Nscale raises $1.1B series B funding to build Europe’s largest AI data centers

A year ago, hardly anyone had heard of Nscale. Now, the London-based startup has pulled off one of Europe’s biggest AI infrastructure raises yet, securing $1.1 billion in Series B funding as it positions itself at the center of the continent’s AI race.
The round was led by Aker, the Norwegian industrial investment giant, with support from Nvidia, Nokia, and Dell. It comes just a week after Nscale locked in nearly $700 million from Nvidia and signed multibillion-dollar partnerships with Microsoft and OpenAI. The momentum underscores how quickly the company has gone from a spinout to a heavyweight in the scramble for GPU-driven capacity.
For governments and tech giants alike, Nscale has become a key partner in Britain’s bid to be seen as a global AI hub. Microsoft, Nvidia, and OpenAI have already tapped the company for large-scale projects tied to the U.K.’s AI infrastructure push, timed with President Donald Trump’s recent state visit.
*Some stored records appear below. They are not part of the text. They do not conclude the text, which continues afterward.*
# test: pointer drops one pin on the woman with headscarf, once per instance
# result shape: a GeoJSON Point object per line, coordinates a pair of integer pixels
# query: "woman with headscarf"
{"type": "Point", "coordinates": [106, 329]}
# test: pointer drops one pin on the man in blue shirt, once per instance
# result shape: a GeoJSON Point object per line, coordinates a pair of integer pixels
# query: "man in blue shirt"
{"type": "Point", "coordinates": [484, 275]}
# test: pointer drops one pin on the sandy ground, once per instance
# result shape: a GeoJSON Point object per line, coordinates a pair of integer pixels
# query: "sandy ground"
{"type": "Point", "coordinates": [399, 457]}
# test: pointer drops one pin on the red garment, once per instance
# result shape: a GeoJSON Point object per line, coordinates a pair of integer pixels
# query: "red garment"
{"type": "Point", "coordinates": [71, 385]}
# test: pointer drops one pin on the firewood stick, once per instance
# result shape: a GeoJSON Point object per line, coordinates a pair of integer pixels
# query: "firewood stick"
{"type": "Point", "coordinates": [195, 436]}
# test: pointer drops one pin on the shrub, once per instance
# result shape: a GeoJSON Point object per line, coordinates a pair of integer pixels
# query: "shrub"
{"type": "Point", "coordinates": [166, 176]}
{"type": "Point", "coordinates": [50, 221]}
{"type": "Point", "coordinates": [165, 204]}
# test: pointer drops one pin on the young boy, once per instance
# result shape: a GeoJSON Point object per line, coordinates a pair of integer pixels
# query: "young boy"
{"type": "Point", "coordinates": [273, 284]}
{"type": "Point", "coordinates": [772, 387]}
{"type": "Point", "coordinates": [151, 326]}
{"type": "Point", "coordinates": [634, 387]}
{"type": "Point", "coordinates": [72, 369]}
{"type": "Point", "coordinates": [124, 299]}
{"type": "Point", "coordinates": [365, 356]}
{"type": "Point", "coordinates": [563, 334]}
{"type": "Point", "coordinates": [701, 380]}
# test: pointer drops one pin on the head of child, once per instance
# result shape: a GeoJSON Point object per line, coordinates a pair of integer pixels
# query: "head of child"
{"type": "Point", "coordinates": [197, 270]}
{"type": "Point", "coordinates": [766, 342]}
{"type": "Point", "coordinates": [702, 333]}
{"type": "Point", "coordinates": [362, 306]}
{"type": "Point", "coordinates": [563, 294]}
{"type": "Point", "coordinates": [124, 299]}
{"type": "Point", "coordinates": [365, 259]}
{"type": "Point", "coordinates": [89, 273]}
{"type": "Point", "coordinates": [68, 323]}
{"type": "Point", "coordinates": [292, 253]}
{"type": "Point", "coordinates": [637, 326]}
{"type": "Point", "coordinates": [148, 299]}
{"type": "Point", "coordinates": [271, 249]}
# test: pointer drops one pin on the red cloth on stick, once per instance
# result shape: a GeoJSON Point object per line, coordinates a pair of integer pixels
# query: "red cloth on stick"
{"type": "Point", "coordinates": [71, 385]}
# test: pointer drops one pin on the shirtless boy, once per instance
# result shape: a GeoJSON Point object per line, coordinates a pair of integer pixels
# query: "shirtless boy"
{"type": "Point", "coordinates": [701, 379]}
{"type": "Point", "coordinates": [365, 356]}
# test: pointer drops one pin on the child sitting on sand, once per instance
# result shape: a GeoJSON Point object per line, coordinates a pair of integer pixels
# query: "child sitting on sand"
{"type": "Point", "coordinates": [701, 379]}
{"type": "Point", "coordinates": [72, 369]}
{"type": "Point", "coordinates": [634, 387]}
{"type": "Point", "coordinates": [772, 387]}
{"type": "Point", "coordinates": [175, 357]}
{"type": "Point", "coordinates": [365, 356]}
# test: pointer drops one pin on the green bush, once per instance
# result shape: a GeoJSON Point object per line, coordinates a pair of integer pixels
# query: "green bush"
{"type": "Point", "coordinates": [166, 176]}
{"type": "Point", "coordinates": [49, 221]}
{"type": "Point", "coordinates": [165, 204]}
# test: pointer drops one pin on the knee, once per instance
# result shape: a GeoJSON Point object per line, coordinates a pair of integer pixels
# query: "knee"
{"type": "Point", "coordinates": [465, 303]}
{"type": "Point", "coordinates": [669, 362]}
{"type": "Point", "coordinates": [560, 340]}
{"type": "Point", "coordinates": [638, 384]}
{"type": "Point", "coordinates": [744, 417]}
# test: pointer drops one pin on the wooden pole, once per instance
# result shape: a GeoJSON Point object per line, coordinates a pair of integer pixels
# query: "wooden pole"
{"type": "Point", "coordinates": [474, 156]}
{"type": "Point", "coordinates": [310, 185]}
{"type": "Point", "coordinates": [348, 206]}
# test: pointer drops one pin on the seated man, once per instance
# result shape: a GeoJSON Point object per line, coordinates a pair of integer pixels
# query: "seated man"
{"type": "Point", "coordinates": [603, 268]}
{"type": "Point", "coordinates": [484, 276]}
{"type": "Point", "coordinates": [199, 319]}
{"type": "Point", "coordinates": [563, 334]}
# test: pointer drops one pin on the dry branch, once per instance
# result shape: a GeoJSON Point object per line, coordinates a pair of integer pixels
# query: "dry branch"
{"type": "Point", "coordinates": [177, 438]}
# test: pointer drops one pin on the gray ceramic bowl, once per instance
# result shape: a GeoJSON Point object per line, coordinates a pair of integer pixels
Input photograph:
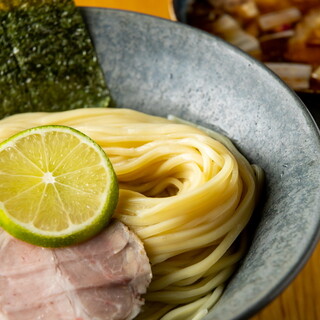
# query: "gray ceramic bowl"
{"type": "Point", "coordinates": [163, 67]}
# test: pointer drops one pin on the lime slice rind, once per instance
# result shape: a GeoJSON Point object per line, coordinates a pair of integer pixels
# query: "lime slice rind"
{"type": "Point", "coordinates": [101, 195]}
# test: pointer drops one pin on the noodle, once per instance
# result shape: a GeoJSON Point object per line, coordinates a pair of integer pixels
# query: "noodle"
{"type": "Point", "coordinates": [186, 192]}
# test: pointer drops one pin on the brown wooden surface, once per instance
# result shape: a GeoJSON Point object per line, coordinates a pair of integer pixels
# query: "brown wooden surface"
{"type": "Point", "coordinates": [301, 300]}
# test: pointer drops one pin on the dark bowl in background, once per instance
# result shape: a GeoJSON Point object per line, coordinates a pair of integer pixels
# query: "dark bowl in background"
{"type": "Point", "coordinates": [163, 67]}
{"type": "Point", "coordinates": [311, 100]}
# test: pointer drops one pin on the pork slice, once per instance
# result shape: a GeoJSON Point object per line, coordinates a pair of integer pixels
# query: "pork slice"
{"type": "Point", "coordinates": [102, 278]}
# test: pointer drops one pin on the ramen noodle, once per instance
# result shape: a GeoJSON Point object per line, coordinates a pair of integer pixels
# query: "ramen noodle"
{"type": "Point", "coordinates": [186, 192]}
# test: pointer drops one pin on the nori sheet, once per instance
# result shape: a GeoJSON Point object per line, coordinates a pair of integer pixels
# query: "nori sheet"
{"type": "Point", "coordinates": [47, 60]}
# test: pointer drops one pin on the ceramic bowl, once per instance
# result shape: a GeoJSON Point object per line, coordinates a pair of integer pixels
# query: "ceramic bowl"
{"type": "Point", "coordinates": [162, 67]}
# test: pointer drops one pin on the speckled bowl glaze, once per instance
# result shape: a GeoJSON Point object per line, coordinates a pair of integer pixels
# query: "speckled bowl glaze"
{"type": "Point", "coordinates": [162, 67]}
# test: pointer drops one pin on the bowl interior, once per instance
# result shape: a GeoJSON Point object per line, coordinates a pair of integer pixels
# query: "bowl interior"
{"type": "Point", "coordinates": [161, 67]}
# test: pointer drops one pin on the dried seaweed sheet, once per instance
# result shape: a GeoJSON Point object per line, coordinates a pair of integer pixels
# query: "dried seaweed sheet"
{"type": "Point", "coordinates": [47, 60]}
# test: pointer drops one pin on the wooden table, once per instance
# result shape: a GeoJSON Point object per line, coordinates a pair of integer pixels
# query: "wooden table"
{"type": "Point", "coordinates": [301, 300]}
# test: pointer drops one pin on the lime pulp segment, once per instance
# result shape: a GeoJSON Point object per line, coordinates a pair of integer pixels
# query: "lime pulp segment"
{"type": "Point", "coordinates": [57, 186]}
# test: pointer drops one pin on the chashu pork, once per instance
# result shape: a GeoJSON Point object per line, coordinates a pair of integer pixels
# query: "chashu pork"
{"type": "Point", "coordinates": [100, 279]}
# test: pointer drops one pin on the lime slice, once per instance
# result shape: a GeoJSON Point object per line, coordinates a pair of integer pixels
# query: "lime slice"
{"type": "Point", "coordinates": [57, 186]}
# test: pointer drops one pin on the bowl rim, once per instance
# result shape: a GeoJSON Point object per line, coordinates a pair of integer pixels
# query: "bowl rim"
{"type": "Point", "coordinates": [314, 240]}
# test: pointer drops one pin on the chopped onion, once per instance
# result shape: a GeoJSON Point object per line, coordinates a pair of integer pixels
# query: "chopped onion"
{"type": "Point", "coordinates": [248, 10]}
{"type": "Point", "coordinates": [243, 40]}
{"type": "Point", "coordinates": [316, 74]}
{"type": "Point", "coordinates": [296, 75]}
{"type": "Point", "coordinates": [224, 24]}
{"type": "Point", "coordinates": [230, 30]}
{"type": "Point", "coordinates": [278, 35]}
{"type": "Point", "coordinates": [275, 19]}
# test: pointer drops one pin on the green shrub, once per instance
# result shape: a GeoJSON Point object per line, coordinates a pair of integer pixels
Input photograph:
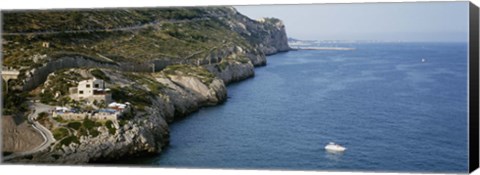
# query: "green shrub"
{"type": "Point", "coordinates": [94, 132]}
{"type": "Point", "coordinates": [59, 119]}
{"type": "Point", "coordinates": [88, 124]}
{"type": "Point", "coordinates": [59, 133]}
{"type": "Point", "coordinates": [68, 140]}
{"type": "Point", "coordinates": [100, 75]}
{"type": "Point", "coordinates": [74, 125]}
{"type": "Point", "coordinates": [111, 128]}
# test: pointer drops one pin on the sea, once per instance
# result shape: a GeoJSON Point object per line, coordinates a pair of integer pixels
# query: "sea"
{"type": "Point", "coordinates": [396, 107]}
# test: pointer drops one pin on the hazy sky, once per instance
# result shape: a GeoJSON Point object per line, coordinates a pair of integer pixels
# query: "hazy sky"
{"type": "Point", "coordinates": [427, 21]}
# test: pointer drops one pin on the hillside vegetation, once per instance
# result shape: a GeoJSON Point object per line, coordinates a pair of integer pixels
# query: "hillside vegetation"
{"type": "Point", "coordinates": [132, 35]}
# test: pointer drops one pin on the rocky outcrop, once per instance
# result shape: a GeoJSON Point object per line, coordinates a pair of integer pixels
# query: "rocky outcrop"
{"type": "Point", "coordinates": [147, 132]}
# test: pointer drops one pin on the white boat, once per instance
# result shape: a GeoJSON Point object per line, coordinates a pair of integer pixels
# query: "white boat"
{"type": "Point", "coordinates": [334, 147]}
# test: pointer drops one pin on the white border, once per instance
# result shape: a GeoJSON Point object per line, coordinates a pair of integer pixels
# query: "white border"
{"type": "Point", "coordinates": [74, 170]}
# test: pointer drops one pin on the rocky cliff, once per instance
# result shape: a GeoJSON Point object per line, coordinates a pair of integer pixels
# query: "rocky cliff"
{"type": "Point", "coordinates": [164, 85]}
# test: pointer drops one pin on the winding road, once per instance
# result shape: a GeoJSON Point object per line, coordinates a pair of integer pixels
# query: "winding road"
{"type": "Point", "coordinates": [46, 134]}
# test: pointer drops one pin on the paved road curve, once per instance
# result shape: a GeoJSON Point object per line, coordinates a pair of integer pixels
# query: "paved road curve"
{"type": "Point", "coordinates": [46, 134]}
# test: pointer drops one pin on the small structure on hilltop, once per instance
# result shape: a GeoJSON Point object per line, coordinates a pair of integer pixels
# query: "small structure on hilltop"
{"type": "Point", "coordinates": [46, 44]}
{"type": "Point", "coordinates": [91, 90]}
{"type": "Point", "coordinates": [114, 112]}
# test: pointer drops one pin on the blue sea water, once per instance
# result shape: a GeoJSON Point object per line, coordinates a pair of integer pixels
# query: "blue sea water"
{"type": "Point", "coordinates": [391, 111]}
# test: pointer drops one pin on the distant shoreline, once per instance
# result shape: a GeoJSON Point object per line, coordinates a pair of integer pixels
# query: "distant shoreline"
{"type": "Point", "coordinates": [322, 48]}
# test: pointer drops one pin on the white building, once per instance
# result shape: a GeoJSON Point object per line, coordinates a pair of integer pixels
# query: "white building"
{"type": "Point", "coordinates": [91, 90]}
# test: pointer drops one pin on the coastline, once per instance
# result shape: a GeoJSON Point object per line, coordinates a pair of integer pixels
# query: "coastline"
{"type": "Point", "coordinates": [183, 89]}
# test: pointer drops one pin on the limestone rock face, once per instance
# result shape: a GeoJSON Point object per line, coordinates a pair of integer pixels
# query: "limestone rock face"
{"type": "Point", "coordinates": [148, 131]}
{"type": "Point", "coordinates": [233, 71]}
“We are building the AI-native Infrastructure platform of tomorrow,” said Josh Payne, CEO of Nscale. “AI is reshaping industries, economies, and national strategies – but it cannot happen without the physical backbone: the data centres, the GPUs and the software to orchestrate them. We are building a vertically integrated, AI-engineered foundation designed to power the next generation of technological change, enabling industries and innovators across the globe to achieve what today feels impossible.
How UK Startup Nscale Went From Stealth to Raising the Largest Series B Funding in European History
Nscale’s origin story is unconventional. The company spun out of Arkon Energy, an Australian crypto mining firm, in 2023 to meet the rising demand for AI-grade data centers. By May 2024, it emerged from stealth and, within twelve months, was partnering with some of the biggest names in tech.
Now the company is putting billions behind hard infrastructure. In Norway, Nscale is investing $1 billion to build a site equipped with 100,000 Nvidia GPUs before 2027. In the U.K., it plans to open a new data center early next year with 8,000 GPUs, eventually scaling to more than 30,000. These projects are part of OpenAI’s Stargate initiative, which aims to expand the training capacity of its future models.
“We are creating one of the largest global platforms of its kind – purpose-built to meet surging demand and unlock breakthroughs at unprecedented scale. This allows Nscale to provide our customers access to scarce, and highly sought after, compute capacity and rapidly accelerate the build-out of secure, compliant, and energy-efficient AI infrastructure,” Payne said in a news release.
The next big step is coming in early 2025, when Nscale intends to launch its own public cloud service. That move will give developers direct access to its GPU clusters and AI-focused tools—putting the company in direct competition with CoreWeave and, potentially, the same hyperscalers it is partnering with today.
For now, Nscale is riding a wave of capital and political support that few startups can match. A firm that barely existed two years ago is now laying the foundation for some of Europe’s largest AI supercomputers. And in a market where GPUs have become the new oil, Nscale looks determined to be the company doing the drilling.